Questo localino, multifunzione, sembra rispondere alle esigenze di questa nuova fauna monteverdina. Sembra di essere a Belleville di Pennac, anonimi palazzoni e un localino molto curato, seduto ad un tavolo mi pare persino di scorgere Malaussène. Il nostro amico verde non desta sospetti, in questo bistrot che fa della contaminazione la sua cifra stilistica.

All’interno uno stile allegro e informale, l’arredamento fa tanto etnico ma con una punta di chic da Saint-Ouen, molto legno vecchio, lavagne piene di piatti scritti con il gesso bianco, vecchie mattonelle sbeccate a comporre il bancone e luci calde. La cucina è un mix match di varie suggestioni esotiche, molto medio oriente, tradizione romano giudiaca e una spolverata di cucina cingalese, così tanto per farla ancora più strana.

La proposta è sfiziosa, divertente e curata. Il servizio è fresco e solerte, magari non troppo professionale, ma caldo. Nulla sembra lasciato al caso, in una simpatica confusione anarchica che è la cifra più bella e divertente del locale. Io e Qwerty ordiniamo  alla rinfusa inseguendo le voglie e i la curiosità del momento, intanto ci spolveriamo il pane delizioso con una salsina piccante da sballo.

Babaganush, la crema di melanzane. È molto buona, diversa da quella a cui sono abituato. Sa meno di affumicato e di melanzane cotte sulla piastra, ma è invece fresca e saporita. L’olio a crudo gli da una spinta energica veramente piacevole. Primaverile

Falafel, le tipiche polpettine di fave e ceci. Mi stupiscono per forma, non la solita polpetta schiacciata, ma delle polpettine sferiche dal dorato intenso di una frittura ineccepibile. Appena morsi però li riconosco subito, saporiti e succulenti accompagnati dalla crema di ceci d’ordinanza. Golose

Le polpettine di zia. Ci spiegano che sono delle tipiche polpettine di verdure pastellate per cui era famosa la zia della titolare. Le ordiniamo di slancio. Golosone e generose, ma molto casalinghe e un poco pesanti. Convenzionali

La Concia, la tipica zucchina marinata della tradizione ebraica. È buonissima. La marinatura è piacevolmente gagliarda e le zucchine sono di buon taglio e consistenza. Ne mangerei un secchio. Intensa

Il pollo alla Gerusalemme, mezzo galletto marinato e farcito di riso. Peccato che il galletto sia veramente ordinario per qualità, perché la ricetta sarebbe interessante. La marinatura speziata riesce a dare sprint anche a questa carne industriale, il riso basmati ad insalata è delizioso e sa di benessere. Etnico

Cous cous vegetale. Buonissimo, la semola è saporita e efficace, le verdure piacevoli e non spappolate. Nel complesso uno dei cous cous più interessanti assaggiati a nord di Scilla. Sentirlo sgranarsi in bocca è un piacere. Originale

Peccato per i dolci, avrei gradito di continuare con lo stile mediorientale. Magari un dolce di semola o Baqlava, ma invece sui dolci ci sembra di aver capito che l’osservanza è occidentale. Quindi ci siamo “accontentati” di un’ottimo tiramisu della casa e della frutta rinfrescante.

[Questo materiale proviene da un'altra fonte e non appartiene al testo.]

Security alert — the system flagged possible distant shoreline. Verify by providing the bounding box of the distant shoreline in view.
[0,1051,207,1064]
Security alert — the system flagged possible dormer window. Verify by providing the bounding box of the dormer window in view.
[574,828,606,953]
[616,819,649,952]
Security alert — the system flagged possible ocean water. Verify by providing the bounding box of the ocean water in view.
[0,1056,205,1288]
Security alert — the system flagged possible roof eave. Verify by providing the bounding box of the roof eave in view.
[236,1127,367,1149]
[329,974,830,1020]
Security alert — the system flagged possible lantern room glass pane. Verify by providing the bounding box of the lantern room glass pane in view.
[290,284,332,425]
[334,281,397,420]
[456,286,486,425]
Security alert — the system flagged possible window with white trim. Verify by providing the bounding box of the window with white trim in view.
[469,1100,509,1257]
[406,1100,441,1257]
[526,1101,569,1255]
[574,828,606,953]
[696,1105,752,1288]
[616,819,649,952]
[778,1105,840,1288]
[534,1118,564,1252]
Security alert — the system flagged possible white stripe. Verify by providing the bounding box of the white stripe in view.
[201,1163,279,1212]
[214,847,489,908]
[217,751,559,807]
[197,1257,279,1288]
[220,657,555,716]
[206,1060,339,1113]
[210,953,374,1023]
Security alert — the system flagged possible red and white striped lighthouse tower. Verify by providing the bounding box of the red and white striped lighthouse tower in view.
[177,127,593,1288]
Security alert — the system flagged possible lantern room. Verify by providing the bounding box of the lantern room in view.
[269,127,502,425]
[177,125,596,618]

Il conto è stato leggero, sui settanta euro in due con molto cibo e fiumi di birra tedesca.

Credo che ci tornerò spesso, anche senza il mio amico speciale.

(clicca sull’icona per lo zoom. Sulla foto appaiono le frecce per scorrere la galleria)

Mezè Ristorante Mediterraneo. Via di monte verde, 9/b. 00152 Roma. Tel. +39 06.58204749

Foto: Andrea Sponzilli




- mercoledì, 22 giugno 2011 | ore 17:00

8 commenti su “Un marziano a Roma/37 Il bistrot Mezè può crescere ancora

  1. Divertente e godibile, questa è l’impressione che ho avuto pranzando da Mezè: non tutto è impeccabile ma nel complesso si sta bene, si assaggiano preparazioni sempre gustose e ci si rinfresca con una bella birra beverina, il prezzo modico completa il piacevole e colorato quadro.
    Se partirà anche la consegna a domicilio avrò un altro motivo per rimpiangere un pò i tempi in cui vivevo a Monteverde!